Pyoderma gangrenosum is frequently misdiagnosed, which can lead to a delay in appropriate treatment as well as unnecessary and ineffective treatment with antibiotics. Moreover, surgical debridement may worsen pyoderma gangrenosum through pathergy. Key diagnostic criteria for pyoderma gangrenosum recently proposed by international expert panels include development of a progressive ulcer with a neutrophilic infiltrate seen on histologic examination, no evidence of an infectious cause (negative tissue culture and special stains for bacteria, fungi, and mycobacteria), and a therapeutic response to immunosuppressants.8,9 In addition, workup for hematologic malignancy, inflammatory bowel disease, and rheumatoid arthritis should be performed for individuals diagnosed with pyoderma gangrenosum.

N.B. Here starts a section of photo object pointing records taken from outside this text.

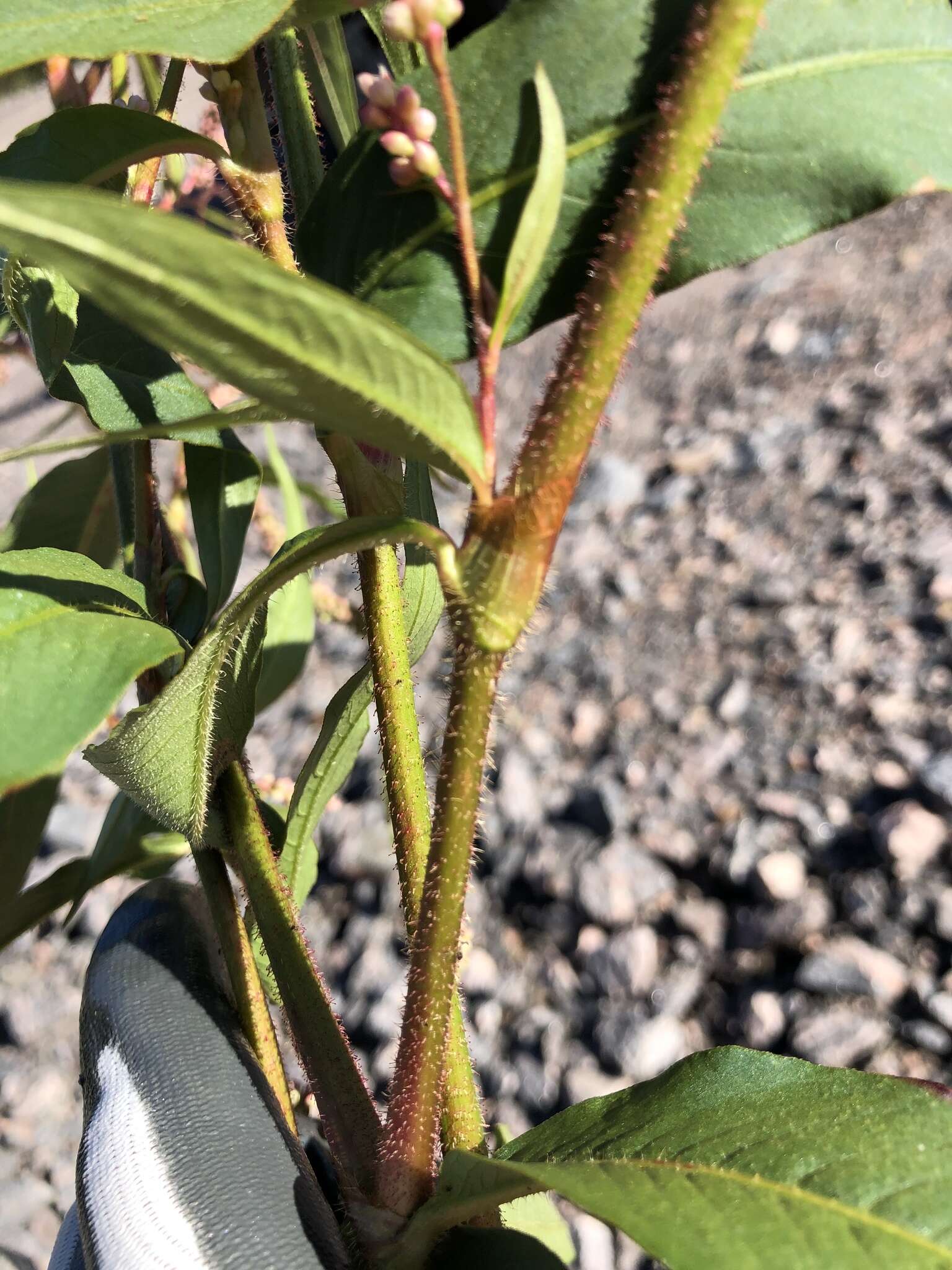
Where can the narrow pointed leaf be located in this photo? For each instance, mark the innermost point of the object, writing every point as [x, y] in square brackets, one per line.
[730, 1157]
[299, 346]
[346, 721]
[540, 215]
[167, 755]
[840, 109]
[211, 31]
[73, 637]
[291, 618]
[93, 143]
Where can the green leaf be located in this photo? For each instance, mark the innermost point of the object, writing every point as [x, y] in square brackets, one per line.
[299, 346]
[346, 721]
[167, 755]
[291, 618]
[93, 143]
[23, 815]
[205, 31]
[540, 214]
[224, 479]
[73, 637]
[842, 107]
[734, 1157]
[73, 508]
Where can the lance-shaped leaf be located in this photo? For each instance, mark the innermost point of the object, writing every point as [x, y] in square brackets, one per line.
[73, 637]
[211, 31]
[734, 1158]
[840, 109]
[291, 618]
[299, 346]
[346, 721]
[167, 755]
[539, 216]
[93, 143]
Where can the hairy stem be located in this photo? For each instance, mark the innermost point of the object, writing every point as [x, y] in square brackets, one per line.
[410, 1137]
[243, 973]
[296, 118]
[148, 172]
[350, 1118]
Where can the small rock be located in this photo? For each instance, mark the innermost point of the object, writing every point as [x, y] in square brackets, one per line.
[910, 835]
[763, 1020]
[782, 874]
[839, 1037]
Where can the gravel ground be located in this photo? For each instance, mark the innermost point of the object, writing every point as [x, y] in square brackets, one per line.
[723, 786]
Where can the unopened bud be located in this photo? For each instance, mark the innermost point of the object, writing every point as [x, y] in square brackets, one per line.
[399, 20]
[398, 144]
[427, 161]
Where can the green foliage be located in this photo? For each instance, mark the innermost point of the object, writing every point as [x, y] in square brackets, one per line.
[211, 31]
[299, 346]
[73, 637]
[840, 110]
[733, 1155]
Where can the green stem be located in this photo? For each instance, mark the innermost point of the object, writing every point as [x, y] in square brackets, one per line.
[299, 127]
[348, 1113]
[243, 973]
[148, 173]
[408, 1151]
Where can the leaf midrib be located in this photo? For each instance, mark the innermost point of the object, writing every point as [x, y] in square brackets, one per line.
[495, 190]
[756, 1180]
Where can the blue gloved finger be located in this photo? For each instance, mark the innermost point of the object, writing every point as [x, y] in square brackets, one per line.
[186, 1162]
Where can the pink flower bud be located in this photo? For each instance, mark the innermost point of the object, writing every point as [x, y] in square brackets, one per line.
[427, 161]
[398, 144]
[425, 125]
[403, 172]
[399, 20]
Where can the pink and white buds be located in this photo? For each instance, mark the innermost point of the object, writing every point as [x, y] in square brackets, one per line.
[414, 19]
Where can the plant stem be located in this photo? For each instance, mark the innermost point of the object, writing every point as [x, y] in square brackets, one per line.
[243, 973]
[350, 1118]
[148, 172]
[409, 1143]
[461, 206]
[509, 545]
[299, 127]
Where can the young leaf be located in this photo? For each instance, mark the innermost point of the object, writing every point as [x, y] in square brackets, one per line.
[73, 637]
[89, 144]
[216, 31]
[73, 508]
[840, 109]
[167, 755]
[223, 486]
[291, 618]
[346, 721]
[733, 1155]
[299, 346]
[540, 214]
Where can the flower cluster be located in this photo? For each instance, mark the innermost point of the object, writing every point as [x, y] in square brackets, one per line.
[405, 125]
[414, 19]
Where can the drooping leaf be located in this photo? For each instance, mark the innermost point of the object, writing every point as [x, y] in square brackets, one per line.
[89, 144]
[223, 486]
[73, 508]
[73, 637]
[211, 31]
[733, 1160]
[23, 815]
[299, 346]
[840, 109]
[291, 618]
[346, 721]
[167, 755]
[540, 214]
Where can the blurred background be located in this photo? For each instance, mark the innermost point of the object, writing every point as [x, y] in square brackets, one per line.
[721, 802]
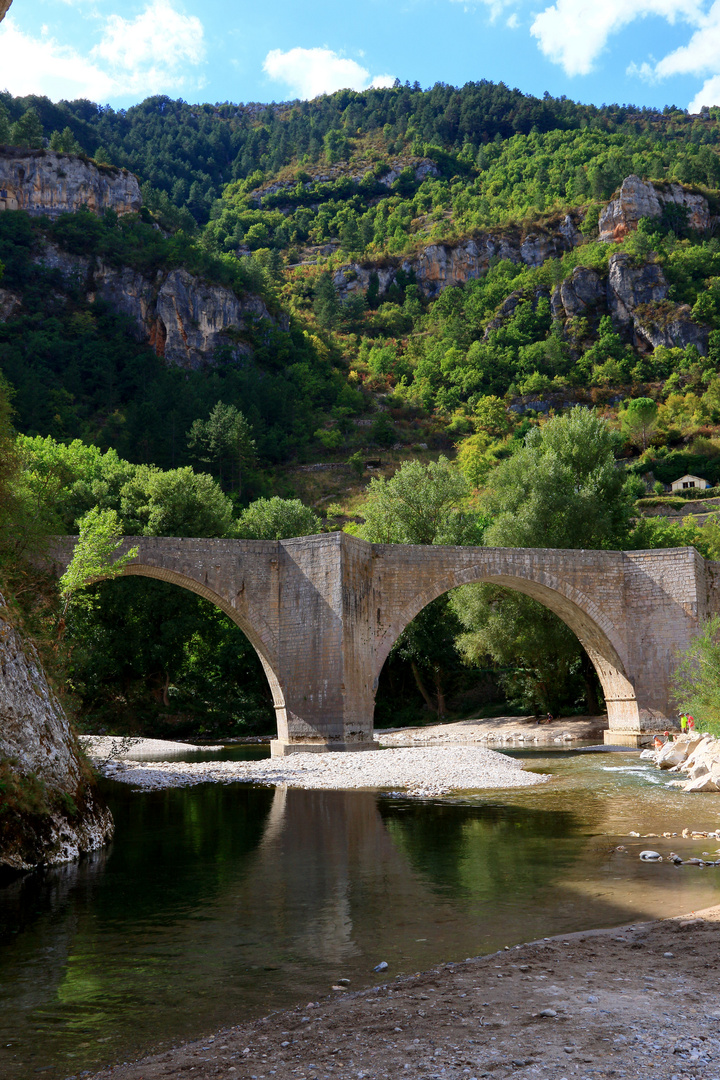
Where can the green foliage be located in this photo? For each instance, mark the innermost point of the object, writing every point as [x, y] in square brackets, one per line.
[276, 518]
[638, 419]
[94, 556]
[78, 369]
[225, 442]
[542, 666]
[696, 679]
[561, 488]
[148, 657]
[421, 503]
[64, 142]
[27, 131]
[67, 481]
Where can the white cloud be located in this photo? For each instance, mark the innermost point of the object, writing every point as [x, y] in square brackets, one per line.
[702, 53]
[149, 54]
[708, 95]
[573, 32]
[309, 72]
[701, 56]
[43, 66]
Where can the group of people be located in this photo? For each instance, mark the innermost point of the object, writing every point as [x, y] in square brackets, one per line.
[687, 727]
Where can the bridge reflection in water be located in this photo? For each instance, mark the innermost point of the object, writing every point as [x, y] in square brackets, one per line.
[217, 903]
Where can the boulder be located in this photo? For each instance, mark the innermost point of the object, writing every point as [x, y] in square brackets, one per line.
[181, 316]
[579, 295]
[52, 811]
[44, 183]
[705, 783]
[638, 199]
[628, 286]
[670, 325]
[677, 752]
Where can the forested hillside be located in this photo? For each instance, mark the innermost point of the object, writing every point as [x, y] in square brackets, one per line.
[392, 274]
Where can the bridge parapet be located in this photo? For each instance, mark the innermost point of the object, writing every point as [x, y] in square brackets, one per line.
[324, 611]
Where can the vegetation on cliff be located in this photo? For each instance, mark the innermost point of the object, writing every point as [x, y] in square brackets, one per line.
[434, 285]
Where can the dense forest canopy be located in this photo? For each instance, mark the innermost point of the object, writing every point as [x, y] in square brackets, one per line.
[338, 216]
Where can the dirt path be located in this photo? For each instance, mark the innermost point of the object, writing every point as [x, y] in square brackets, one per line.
[639, 1001]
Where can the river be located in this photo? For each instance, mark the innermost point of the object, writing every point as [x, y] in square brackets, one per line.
[218, 903]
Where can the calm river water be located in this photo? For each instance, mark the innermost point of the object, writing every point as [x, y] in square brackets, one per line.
[220, 903]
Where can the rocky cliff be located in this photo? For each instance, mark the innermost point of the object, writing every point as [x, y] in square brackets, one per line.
[50, 811]
[185, 320]
[639, 199]
[636, 299]
[439, 266]
[45, 183]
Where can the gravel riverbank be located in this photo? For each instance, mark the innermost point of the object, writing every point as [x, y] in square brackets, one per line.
[636, 1001]
[416, 771]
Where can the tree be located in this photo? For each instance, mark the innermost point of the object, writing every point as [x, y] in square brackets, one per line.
[93, 557]
[421, 503]
[560, 489]
[276, 518]
[65, 142]
[638, 419]
[424, 503]
[696, 679]
[476, 458]
[4, 125]
[223, 441]
[336, 146]
[490, 415]
[27, 131]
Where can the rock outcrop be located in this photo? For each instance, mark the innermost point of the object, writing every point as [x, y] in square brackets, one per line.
[697, 755]
[52, 811]
[580, 295]
[50, 184]
[185, 319]
[639, 199]
[637, 300]
[439, 266]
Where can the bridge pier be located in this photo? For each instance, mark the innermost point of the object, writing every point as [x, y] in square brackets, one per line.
[323, 613]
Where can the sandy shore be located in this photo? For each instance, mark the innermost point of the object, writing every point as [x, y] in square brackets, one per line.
[636, 1001]
[499, 729]
[420, 772]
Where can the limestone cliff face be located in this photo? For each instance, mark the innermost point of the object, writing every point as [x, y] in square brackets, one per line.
[182, 318]
[63, 817]
[43, 181]
[439, 266]
[579, 296]
[638, 199]
[636, 299]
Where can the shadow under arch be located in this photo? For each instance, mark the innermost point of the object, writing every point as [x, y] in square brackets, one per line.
[161, 574]
[580, 613]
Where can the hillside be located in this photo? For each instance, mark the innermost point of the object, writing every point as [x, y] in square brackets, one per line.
[366, 279]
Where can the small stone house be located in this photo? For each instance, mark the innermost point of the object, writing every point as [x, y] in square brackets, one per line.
[687, 482]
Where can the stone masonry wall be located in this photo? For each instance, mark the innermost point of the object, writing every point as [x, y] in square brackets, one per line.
[324, 611]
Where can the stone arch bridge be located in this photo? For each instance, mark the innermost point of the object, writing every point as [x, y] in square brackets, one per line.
[324, 611]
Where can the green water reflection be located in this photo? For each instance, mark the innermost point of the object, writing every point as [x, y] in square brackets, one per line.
[217, 903]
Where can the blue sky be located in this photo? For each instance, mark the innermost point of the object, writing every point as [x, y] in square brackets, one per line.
[646, 52]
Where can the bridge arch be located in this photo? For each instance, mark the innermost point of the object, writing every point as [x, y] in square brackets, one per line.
[163, 574]
[591, 625]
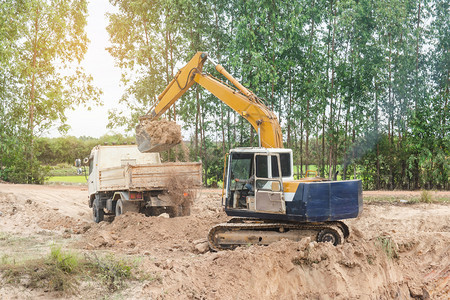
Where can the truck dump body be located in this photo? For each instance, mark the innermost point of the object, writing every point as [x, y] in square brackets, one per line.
[317, 202]
[148, 177]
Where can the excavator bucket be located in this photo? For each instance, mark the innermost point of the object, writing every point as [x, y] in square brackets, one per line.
[157, 136]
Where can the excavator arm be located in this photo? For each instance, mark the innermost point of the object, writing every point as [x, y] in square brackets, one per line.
[243, 101]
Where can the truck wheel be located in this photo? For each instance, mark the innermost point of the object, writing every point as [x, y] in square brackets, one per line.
[124, 206]
[119, 207]
[97, 213]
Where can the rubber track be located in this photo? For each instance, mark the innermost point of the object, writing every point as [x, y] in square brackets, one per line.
[256, 224]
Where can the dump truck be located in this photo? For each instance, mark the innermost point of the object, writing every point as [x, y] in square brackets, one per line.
[123, 179]
[260, 193]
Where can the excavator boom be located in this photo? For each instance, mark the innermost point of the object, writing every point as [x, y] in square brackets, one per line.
[241, 100]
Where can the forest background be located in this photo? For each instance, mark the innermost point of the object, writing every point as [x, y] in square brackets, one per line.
[359, 87]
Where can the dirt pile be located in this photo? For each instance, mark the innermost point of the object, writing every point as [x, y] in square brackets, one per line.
[138, 234]
[162, 134]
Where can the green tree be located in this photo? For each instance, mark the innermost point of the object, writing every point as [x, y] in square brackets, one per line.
[47, 43]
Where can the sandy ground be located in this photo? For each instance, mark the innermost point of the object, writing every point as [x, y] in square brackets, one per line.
[175, 252]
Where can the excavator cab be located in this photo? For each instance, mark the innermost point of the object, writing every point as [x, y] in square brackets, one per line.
[259, 184]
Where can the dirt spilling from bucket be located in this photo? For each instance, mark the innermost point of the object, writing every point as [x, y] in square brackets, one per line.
[161, 131]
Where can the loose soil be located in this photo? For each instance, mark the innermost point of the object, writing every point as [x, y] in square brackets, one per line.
[396, 250]
[161, 132]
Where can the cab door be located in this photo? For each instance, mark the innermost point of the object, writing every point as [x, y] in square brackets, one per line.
[269, 196]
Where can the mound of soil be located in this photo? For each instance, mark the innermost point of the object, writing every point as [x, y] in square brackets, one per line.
[160, 131]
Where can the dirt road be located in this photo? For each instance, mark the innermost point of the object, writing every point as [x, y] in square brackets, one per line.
[395, 251]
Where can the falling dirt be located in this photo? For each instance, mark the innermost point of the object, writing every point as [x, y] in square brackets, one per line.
[161, 132]
[395, 251]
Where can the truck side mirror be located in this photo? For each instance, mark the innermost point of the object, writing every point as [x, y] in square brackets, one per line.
[275, 186]
[77, 162]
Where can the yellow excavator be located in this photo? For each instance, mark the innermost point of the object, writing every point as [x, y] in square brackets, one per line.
[260, 192]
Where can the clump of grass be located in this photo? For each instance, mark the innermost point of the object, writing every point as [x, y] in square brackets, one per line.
[62, 270]
[426, 197]
[388, 245]
[53, 273]
[111, 270]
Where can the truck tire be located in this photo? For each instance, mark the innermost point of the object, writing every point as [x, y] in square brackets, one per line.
[119, 207]
[124, 206]
[98, 213]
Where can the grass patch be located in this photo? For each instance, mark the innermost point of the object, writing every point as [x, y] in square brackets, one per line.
[61, 271]
[67, 179]
[426, 197]
[423, 197]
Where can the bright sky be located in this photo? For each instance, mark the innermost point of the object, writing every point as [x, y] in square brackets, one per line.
[100, 64]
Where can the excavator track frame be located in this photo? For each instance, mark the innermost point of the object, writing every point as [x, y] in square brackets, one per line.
[245, 231]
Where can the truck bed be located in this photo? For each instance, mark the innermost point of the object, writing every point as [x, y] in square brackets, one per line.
[148, 177]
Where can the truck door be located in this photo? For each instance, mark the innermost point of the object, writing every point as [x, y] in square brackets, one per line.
[269, 195]
[93, 173]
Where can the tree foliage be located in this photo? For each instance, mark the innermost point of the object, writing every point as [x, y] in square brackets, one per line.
[44, 42]
[360, 87]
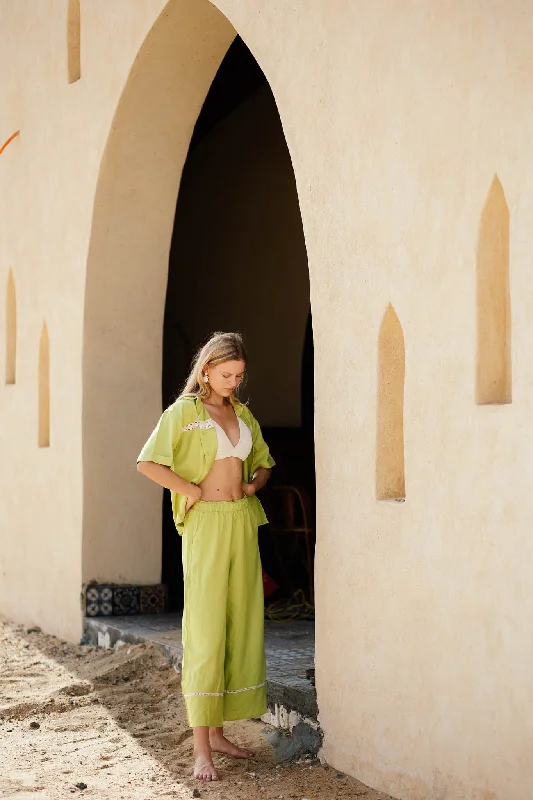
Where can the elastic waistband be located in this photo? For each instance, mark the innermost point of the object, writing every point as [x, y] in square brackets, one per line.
[220, 506]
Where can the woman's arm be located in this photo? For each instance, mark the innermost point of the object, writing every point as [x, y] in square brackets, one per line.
[258, 481]
[165, 477]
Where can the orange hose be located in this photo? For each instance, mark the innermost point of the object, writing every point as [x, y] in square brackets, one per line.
[8, 141]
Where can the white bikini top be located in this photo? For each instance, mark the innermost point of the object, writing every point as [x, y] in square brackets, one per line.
[227, 450]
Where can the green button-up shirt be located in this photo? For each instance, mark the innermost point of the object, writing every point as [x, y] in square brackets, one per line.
[185, 440]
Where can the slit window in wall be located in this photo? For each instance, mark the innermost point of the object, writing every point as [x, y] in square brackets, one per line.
[73, 41]
[44, 388]
[11, 330]
[493, 368]
[390, 470]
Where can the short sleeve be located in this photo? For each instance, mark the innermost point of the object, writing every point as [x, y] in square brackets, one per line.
[262, 457]
[163, 439]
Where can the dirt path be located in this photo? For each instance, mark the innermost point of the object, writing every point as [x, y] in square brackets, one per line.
[115, 721]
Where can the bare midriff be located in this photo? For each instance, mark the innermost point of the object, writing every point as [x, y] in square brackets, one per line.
[224, 481]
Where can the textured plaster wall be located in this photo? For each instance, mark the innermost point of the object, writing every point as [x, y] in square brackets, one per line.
[48, 177]
[397, 117]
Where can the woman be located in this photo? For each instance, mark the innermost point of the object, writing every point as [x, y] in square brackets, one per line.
[208, 450]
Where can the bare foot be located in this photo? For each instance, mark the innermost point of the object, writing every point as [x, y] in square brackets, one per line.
[204, 769]
[219, 744]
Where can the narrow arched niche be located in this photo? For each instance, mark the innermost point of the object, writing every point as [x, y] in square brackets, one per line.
[73, 41]
[493, 374]
[44, 388]
[11, 330]
[390, 471]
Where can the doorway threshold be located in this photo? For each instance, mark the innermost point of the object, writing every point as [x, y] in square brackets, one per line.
[289, 648]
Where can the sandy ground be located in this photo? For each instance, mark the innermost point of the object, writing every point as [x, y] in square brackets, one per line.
[114, 721]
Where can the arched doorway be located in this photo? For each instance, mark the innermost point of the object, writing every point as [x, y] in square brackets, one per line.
[127, 269]
[238, 262]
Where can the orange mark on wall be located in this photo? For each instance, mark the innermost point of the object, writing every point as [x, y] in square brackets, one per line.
[8, 141]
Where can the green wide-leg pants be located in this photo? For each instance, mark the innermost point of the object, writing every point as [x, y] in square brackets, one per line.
[223, 673]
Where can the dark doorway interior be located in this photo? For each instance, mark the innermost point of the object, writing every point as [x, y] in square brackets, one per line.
[238, 262]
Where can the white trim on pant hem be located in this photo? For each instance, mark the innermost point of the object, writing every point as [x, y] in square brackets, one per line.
[226, 691]
[246, 689]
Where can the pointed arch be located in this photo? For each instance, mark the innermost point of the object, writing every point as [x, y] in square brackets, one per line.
[493, 368]
[44, 388]
[73, 41]
[390, 470]
[11, 330]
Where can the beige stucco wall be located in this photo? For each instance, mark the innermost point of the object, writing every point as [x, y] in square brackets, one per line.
[397, 117]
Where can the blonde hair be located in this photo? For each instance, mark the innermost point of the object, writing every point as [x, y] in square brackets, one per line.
[219, 348]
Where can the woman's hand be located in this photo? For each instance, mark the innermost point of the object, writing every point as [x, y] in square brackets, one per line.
[193, 495]
[249, 489]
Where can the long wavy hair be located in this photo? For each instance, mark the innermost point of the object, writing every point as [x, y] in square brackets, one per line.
[219, 347]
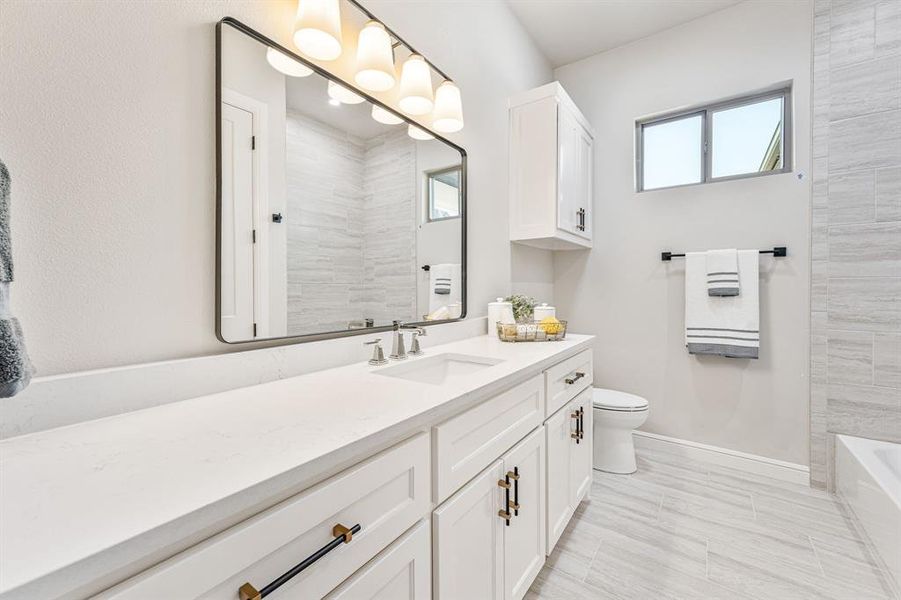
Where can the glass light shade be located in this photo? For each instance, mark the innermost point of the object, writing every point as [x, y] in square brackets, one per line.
[383, 116]
[375, 59]
[417, 133]
[448, 115]
[416, 86]
[317, 30]
[285, 64]
[342, 94]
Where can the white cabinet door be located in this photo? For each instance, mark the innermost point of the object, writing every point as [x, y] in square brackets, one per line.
[568, 161]
[468, 534]
[524, 538]
[581, 453]
[585, 177]
[402, 571]
[558, 432]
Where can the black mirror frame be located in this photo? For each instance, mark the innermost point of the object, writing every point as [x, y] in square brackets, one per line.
[313, 337]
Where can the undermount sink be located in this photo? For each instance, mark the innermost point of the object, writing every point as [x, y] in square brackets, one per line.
[439, 369]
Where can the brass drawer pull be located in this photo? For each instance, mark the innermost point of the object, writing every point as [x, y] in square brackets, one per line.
[572, 380]
[342, 535]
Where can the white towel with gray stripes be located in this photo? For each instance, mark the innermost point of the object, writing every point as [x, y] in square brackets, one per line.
[723, 326]
[722, 272]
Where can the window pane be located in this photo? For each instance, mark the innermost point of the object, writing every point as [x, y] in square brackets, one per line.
[747, 139]
[444, 195]
[672, 153]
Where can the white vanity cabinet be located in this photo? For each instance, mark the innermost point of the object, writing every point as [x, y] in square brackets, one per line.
[385, 495]
[551, 170]
[569, 463]
[489, 536]
[403, 571]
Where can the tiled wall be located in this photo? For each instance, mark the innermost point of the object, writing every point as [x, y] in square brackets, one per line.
[389, 228]
[856, 227]
[325, 225]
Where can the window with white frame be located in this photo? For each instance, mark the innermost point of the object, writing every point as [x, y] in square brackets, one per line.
[744, 137]
[443, 189]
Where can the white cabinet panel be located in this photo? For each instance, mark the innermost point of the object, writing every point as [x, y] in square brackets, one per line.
[465, 444]
[468, 534]
[524, 538]
[402, 571]
[551, 170]
[581, 459]
[385, 495]
[558, 431]
[567, 379]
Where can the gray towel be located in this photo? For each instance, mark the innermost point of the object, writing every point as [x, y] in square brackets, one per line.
[6, 255]
[15, 367]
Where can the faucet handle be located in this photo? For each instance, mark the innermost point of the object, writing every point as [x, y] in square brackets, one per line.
[415, 350]
[378, 355]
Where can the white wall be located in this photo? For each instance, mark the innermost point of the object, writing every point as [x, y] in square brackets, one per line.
[107, 113]
[622, 292]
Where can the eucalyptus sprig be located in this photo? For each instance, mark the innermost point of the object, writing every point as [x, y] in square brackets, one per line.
[523, 307]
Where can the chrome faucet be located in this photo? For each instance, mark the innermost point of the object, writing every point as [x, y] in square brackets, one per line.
[398, 348]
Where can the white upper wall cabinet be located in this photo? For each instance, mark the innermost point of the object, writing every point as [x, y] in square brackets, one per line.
[551, 160]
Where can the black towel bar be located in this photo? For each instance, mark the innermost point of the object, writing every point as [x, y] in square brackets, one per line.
[778, 251]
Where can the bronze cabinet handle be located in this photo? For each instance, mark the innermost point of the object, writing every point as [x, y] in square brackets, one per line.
[514, 475]
[341, 535]
[572, 380]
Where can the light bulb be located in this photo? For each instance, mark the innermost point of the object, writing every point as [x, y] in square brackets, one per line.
[448, 114]
[342, 94]
[283, 63]
[416, 86]
[317, 30]
[375, 59]
[417, 133]
[383, 116]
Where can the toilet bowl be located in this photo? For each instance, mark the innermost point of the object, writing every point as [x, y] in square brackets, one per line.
[616, 416]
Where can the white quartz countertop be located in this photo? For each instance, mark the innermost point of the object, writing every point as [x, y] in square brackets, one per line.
[84, 506]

First-line treatment of pyoderma gangrenosum involves use of systemic glucocorticoids over the course of days to weeks.1,2,4 Glucocorticoid-sparing treatments, including infliximab and cyclosporine, can also be used.1,10

Patient Outcome

On hospital day 6, intravenous methylprednisolone (25 mg every 8 hours) was started; within 24 hours, the patient’s vital signs normalized and vasopressors were discontinued. Glucocorticoids were stopped after 3 days, and she remained in the hospital for wound care until postoperative day 14, when she was discharged home with a vacuum-assisted closure of her wound. The wound closure device was removed 8 weeks later, at which point her wound had healed. The patient has not had a recurrence of pyoderma gangrenosum in more than 3 years.